Peer-reviewed data documenting the efficacy of different farriery interventions are also lacking (Bamford, 2019). The greatest chance of a successful outcome relies on a cohesive team-based approach between the owner, the veterinarian and the farrier. The farriery plan has to be adaptable and a degree of trial and error is often required, depending on each patient's comfort levels.
Conclusions
Acute laminitis is a medical emergency and while three distinct forms have been identified, endocrinopathic laminitis associated with hyperinsulinemia is most frequently encountered in general practice. New medications such as ertugliflozin offer promising alternatives to specifically target hyperinsulinemia and may hasten recovery in acute cases. The treatment of laminitis can be challenging but strategies should be aimed at providing pain relief and halting the progression of the disease. In addition to medical management, a team-oriented approach between the owner, veterinarian and farrier is imperative to limit further lamellar damage and provide biomechanical support. Horses suffering from acute laminitis should be closely monitored and response to therapy should be frequently assessed and adjusted based on clinical response.
KEY POINTS
- Acute laminitis is a medical emergency.
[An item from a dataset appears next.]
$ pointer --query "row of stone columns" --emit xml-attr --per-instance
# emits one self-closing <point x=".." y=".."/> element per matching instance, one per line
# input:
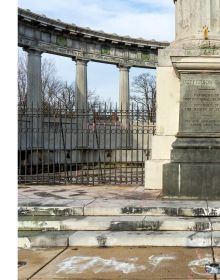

- Frequent assessment of the patient is critical to determine response to pain-relief and therapeutic farriery.
- Endocrinopathic laminitis associated with hyperinsulinemia is most commonly encountered form of laminitis in equine practice.
- Dietary management is critical in the treatment of endocrinopathic laminitis.
- SGLT2 inhibitors may provide a new therapeutic option in cases which fail to respond to dietary management.